If you’re looking to take out a loan, you typically have two main options. These include secured and unsecured loans. There are pros and cons to both options, but unsecured loans do tend to be the most popular. So, if you’re interested to know more about secured loans, below you’ll discover everything you need to know.
What is a secured loan?
A secured loan requires some form of collateral in order to receive the money. This is typically your home, but it could also include other assets such as a car or valuable jewellery and items.

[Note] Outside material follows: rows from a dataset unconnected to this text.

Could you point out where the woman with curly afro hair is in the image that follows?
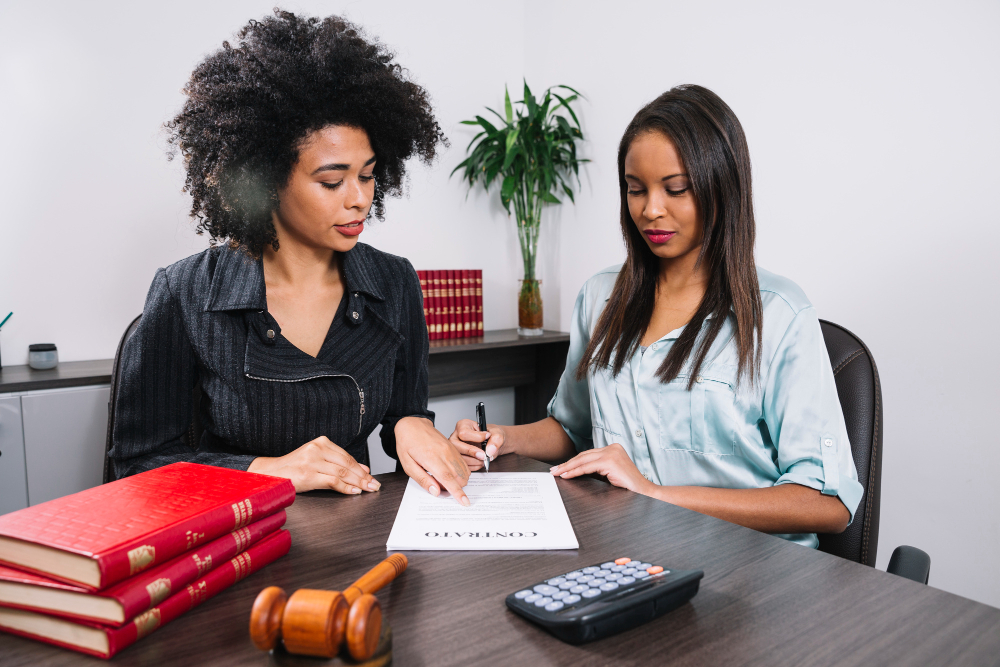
[109,10,482,505]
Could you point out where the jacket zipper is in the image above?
[246,373,365,436]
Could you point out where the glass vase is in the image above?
[517,280,542,336]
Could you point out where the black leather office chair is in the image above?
[819,320,930,584]
[104,315,202,484]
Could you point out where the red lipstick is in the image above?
[643,229,677,244]
[333,220,365,236]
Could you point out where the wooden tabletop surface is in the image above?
[0,456,1000,667]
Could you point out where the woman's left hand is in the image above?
[549,442,653,496]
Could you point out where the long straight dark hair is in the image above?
[576,85,763,389]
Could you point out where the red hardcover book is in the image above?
[475,269,483,336]
[0,510,285,627]
[461,269,472,338]
[0,530,292,658]
[448,269,458,338]
[427,271,438,340]
[417,271,431,336]
[0,462,295,590]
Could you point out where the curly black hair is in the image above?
[166,9,448,255]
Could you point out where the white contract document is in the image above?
[385,472,580,551]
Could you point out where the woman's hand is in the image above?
[395,417,474,507]
[247,435,382,494]
[448,419,510,470]
[549,442,655,496]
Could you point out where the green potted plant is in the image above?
[451,82,588,336]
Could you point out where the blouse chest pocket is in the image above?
[658,370,736,456]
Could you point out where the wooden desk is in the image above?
[0,456,1000,667]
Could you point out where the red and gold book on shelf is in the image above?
[0,530,292,658]
[462,269,473,338]
[417,271,431,337]
[426,271,437,340]
[475,269,483,336]
[0,462,295,591]
[0,510,286,627]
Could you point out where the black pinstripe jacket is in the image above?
[109,243,434,477]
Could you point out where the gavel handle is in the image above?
[344,554,407,606]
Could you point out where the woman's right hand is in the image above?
[448,419,511,470]
[247,435,382,494]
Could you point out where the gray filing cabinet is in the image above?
[0,395,28,514]
[0,385,110,514]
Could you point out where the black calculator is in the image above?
[507,558,705,644]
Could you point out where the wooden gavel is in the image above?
[250,554,407,661]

If repayments aren’t made, the creditor can take away your home or whatever was used to secure the loan, in order to repay the debt. So, it’s basically less risky for the lender.
What are the benefits?
There are numerous benefits of taking out a secured loan through companies such as Ocean Finance. Firstly, they typically provide much larger sums of money. You can borrow anything from £10,000 up to a staggering £100,000. You don’t get this option when you’re taking out unsecured loans, as the maximum you can borrow is usually up to £25,000.
Perhaps the biggest benefit of a secured loan is the lower interest rates. As unsecured loans are riskier for the lender, they reflect this in the interest rates they charge. With secured loans on the other hand, the lender already has security, so they allow much cheaper rates of interest.

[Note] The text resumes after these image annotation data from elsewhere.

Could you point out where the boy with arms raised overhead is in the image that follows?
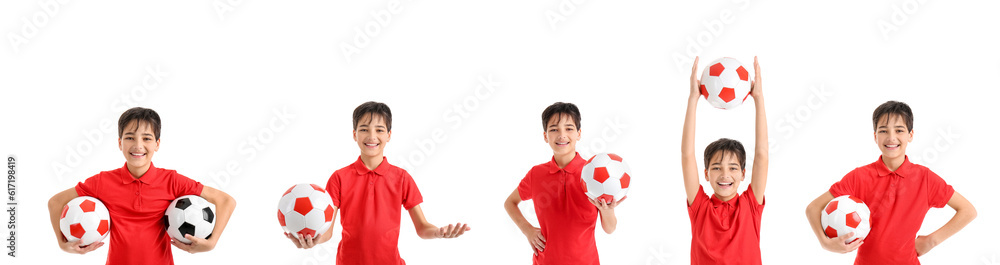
[681,57,768,264]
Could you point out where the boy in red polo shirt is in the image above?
[806,101,976,264]
[285,101,471,265]
[49,107,236,264]
[681,57,768,264]
[504,102,625,265]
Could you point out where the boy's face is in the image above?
[545,114,580,156]
[354,114,392,157]
[118,121,160,168]
[875,115,913,160]
[705,152,746,201]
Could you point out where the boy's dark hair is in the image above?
[542,102,583,130]
[872,100,913,132]
[118,107,160,141]
[705,138,747,169]
[353,101,392,132]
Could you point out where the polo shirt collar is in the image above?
[875,155,913,177]
[548,152,587,174]
[708,193,741,207]
[118,162,161,184]
[352,156,389,176]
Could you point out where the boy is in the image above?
[806,101,976,264]
[285,101,472,265]
[504,102,625,264]
[49,107,236,264]
[681,57,768,264]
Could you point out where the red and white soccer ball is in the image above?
[580,153,632,203]
[278,184,333,238]
[820,195,872,243]
[700,57,750,109]
[59,196,111,246]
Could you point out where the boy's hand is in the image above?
[285,233,317,249]
[916,236,938,257]
[59,240,104,255]
[170,235,215,254]
[819,232,864,254]
[690,56,704,98]
[434,223,472,238]
[590,196,628,212]
[524,227,545,256]
[752,56,764,100]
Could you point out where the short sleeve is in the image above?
[326,172,340,206]
[743,185,767,215]
[830,168,861,198]
[170,171,205,197]
[76,172,104,198]
[926,169,955,208]
[517,171,531,201]
[402,171,424,210]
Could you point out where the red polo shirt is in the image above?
[688,184,767,264]
[326,157,424,265]
[76,163,204,264]
[830,156,955,264]
[517,153,600,265]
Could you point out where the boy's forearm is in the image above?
[754,96,768,158]
[600,209,618,234]
[212,195,236,242]
[504,201,534,234]
[806,193,833,239]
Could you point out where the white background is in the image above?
[0,0,1000,264]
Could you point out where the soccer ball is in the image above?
[278,183,333,238]
[820,195,872,243]
[163,195,215,244]
[59,196,111,246]
[580,153,631,203]
[700,57,750,109]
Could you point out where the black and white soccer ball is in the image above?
[163,195,215,244]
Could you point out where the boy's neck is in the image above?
[128,164,149,179]
[361,155,383,170]
[552,151,576,169]
[882,155,906,171]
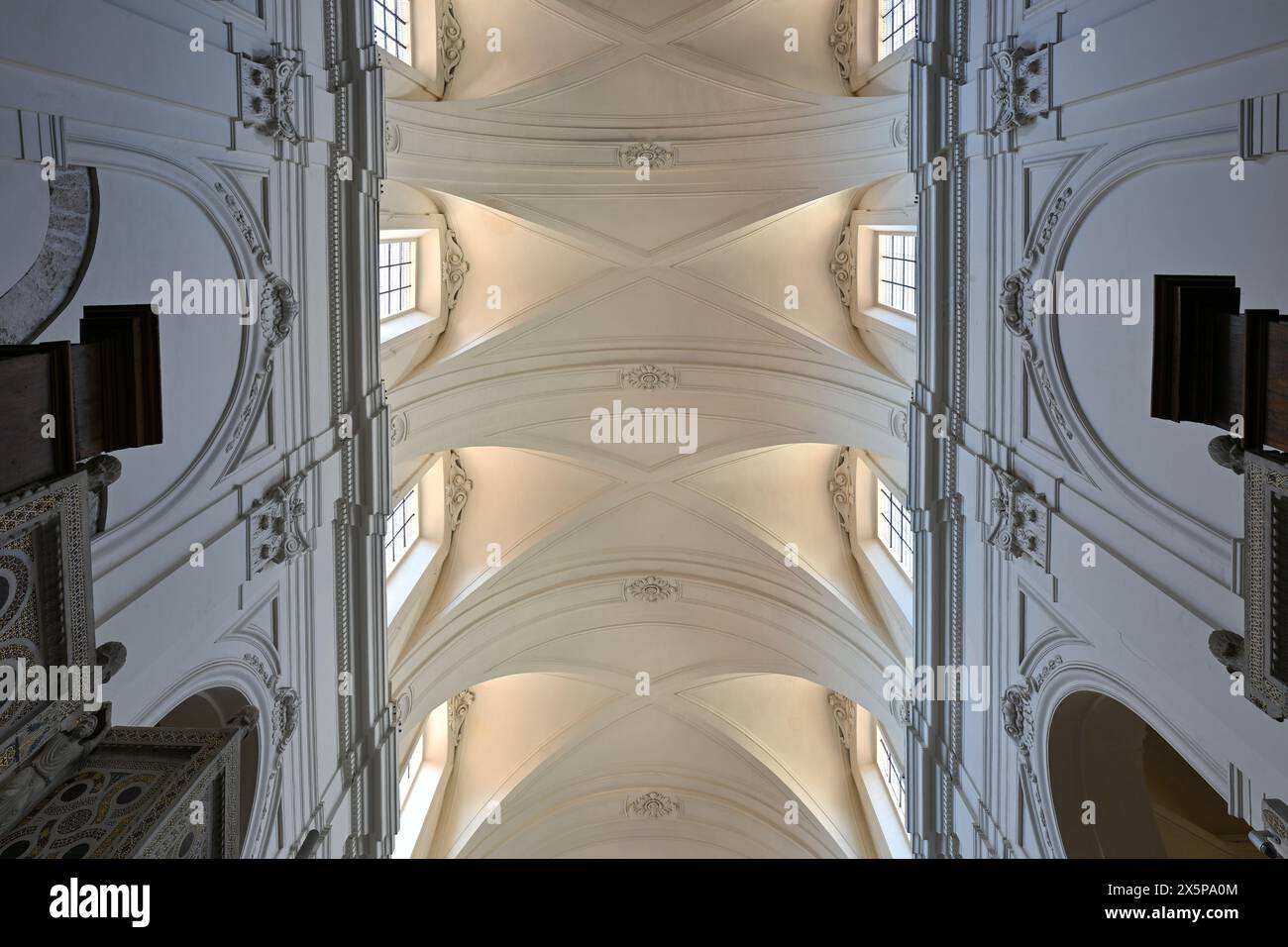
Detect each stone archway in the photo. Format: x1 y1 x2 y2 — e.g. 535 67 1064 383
1048 690 1259 858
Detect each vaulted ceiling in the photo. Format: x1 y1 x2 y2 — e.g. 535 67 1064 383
382 0 909 857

They’re also much easier to get accepted for. You may not need to undergo the same level of checks and having bad credit won’t necessarily impact you either. The repayments are also often spread over a longer period of time, making them lower and easier to handle.
Is it right for you?
So, now you know the benefits, could a secured loan be the right option for you? Well, if you’re looking for a large sum of money at a decent interest rate, it absolutely could be. However, you do need to factor in whether you will comfortably be able to make the repayments until the end of the agreement. If not, you could stand to lose everything, especially if you’ve secured the loan on your home.
So, secured loans do come with a lot of benefits compared to unsecured loans. However, the risks are greater to the borrower. Therefore, you’ll need to think carefully before you take out a secured loan, especially against your property.